Let's say that I create a RandomizedSearchCV
like so:
searcher = model_selection.RandomizedSearchCV(estimator = RandomForestClassifier(),
param_distributions = random_grid,
n_iter = 20, # Number of parameter combinations to try
cv = 3, # Number of folds for k-fold validation
n_jobs = -1) # Use all processors to compute in parallel
search = searcher.fit(x_train, y_train)
search.best_params_
n_iter
tells us how many combinations the search will test.
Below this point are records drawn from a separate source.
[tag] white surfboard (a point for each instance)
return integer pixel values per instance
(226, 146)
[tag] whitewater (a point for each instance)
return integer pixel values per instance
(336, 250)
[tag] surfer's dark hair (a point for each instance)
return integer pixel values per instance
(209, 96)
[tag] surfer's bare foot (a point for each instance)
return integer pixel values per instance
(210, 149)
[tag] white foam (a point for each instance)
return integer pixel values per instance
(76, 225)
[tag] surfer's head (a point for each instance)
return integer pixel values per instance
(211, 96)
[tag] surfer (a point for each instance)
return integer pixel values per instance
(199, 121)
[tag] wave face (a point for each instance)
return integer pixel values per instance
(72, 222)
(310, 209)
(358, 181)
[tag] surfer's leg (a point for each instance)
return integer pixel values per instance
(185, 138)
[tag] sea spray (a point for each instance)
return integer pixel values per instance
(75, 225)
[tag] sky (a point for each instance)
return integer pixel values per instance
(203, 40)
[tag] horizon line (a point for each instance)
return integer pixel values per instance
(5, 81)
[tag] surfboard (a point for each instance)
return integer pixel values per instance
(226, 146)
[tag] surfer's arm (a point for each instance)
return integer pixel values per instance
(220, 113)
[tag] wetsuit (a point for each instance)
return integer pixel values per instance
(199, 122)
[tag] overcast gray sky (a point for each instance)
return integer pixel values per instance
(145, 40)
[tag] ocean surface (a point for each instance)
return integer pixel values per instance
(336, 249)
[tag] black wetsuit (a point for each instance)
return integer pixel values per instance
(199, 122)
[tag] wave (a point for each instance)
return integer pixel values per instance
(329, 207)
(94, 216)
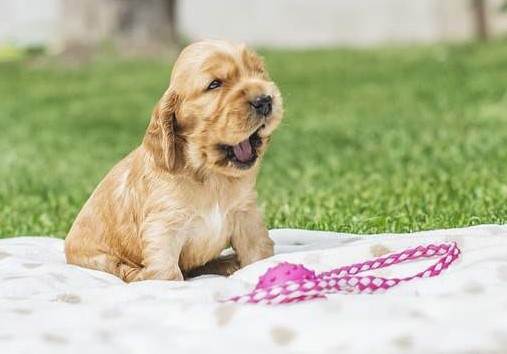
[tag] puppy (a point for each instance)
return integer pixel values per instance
(188, 191)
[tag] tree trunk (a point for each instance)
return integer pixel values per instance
(132, 27)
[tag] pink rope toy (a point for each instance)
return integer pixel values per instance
(288, 283)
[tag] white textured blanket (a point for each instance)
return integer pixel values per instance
(47, 306)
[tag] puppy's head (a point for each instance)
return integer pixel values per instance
(217, 114)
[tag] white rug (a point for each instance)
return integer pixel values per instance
(47, 306)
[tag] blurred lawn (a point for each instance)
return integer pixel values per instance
(373, 141)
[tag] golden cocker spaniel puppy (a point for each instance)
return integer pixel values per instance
(188, 191)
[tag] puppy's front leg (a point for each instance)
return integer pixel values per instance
(250, 239)
(161, 251)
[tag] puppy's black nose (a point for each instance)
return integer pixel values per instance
(262, 105)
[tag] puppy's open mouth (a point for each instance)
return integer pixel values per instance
(244, 154)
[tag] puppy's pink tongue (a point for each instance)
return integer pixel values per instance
(243, 150)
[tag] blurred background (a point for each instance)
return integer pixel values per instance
(395, 110)
(154, 24)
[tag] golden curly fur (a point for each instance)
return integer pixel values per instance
(188, 192)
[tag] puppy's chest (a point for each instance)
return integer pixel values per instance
(210, 225)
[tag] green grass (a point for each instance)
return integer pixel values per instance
(373, 141)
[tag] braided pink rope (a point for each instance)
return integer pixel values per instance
(301, 284)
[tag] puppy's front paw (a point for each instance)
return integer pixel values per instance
(149, 273)
(224, 266)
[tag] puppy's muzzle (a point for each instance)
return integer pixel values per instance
(263, 105)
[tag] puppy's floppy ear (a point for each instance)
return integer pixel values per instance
(163, 138)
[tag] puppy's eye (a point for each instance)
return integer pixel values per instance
(214, 84)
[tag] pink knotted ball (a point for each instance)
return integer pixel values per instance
(283, 273)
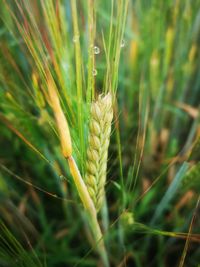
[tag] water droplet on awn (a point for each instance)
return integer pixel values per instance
(75, 38)
(94, 72)
(122, 43)
(96, 50)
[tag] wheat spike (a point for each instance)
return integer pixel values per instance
(97, 152)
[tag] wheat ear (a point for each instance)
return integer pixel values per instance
(97, 153)
(66, 145)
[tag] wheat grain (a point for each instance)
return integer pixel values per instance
(97, 152)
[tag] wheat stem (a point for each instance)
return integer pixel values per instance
(65, 141)
(97, 153)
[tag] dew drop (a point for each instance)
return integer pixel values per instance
(94, 72)
(75, 38)
(123, 43)
(96, 50)
(61, 176)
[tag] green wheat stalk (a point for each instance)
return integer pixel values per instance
(97, 152)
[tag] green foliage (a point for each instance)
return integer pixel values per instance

To me, it would be pretty important to know that as part of or in addition to the 20 combinations, that the default model parameters are included. Does anyone know if this is true or not?
They are not (and arguably, it would be strange if this was the case).
The detailed values of the parameter combinations tried are returned in the attribute cv_results_
of the fitted RandomizedSearchCV
object. Adapting the example from the docs (using the default n_iter = 10
), we get:
from sklearn.datasets import load_iris
from sklearn.linear_model import LogisticRegression
from sklearn.model_selection import RandomizedSearchCV
from scipy.stats import uniform
iris = load_iris()
logistic = LogisticRegression(solver='saga', tol=1e-2, max_iter=200,
random_state=0)
distributions = dict(C=uniform(loc=0, scale=4),
penalty=['l2', 'l1'])
clf = RandomizedSearchCV(logistic, distributions, random_state=0)
search = clf.fit(iris.data, iris.target)
search.cv_results_
You can directly inspect the dictionary returned by search.cv_results_
, or you can import it into a pandas dataframe for a more compact representation:
import pandas as pd
df = pd.DataFrame.from_dict(search.cv_results_)
df['params']
# result:
0 {'C': 2.195254015709299, 'penalty': 'l1'}
1 {'C': 3.3770629943240693, 'penalty': 'l1'}
2 {'C': 2.1795327319875875, 'penalty': 'l1'}
3 {'C': 2.4942547871438894, 'penalty': 'l2'}
4 {'C': 1.75034884505077, 'penalty': 'l2'}
5 {'C': 0.22685190926977272, 'penalty': 'l2'}
6 {'C': 1.5337660753031108, 'penalty': 'l2'}
7 {'C': 3.2486749151019727, 'penalty': 'l2'}
8 {'C': 2.2721782443757292, 'penalty': 'l1'}
9 {'C': 3.34431505414951, 'penalty': 'l2'}
from where it is clear that the default value of C=1.0
for LogisticRegression
was not included in the search grid.
If you have any reason to assess the performance of the model with its default parameters, you should do it separately - arguably it is pretty straightforward (just 2 lines of code).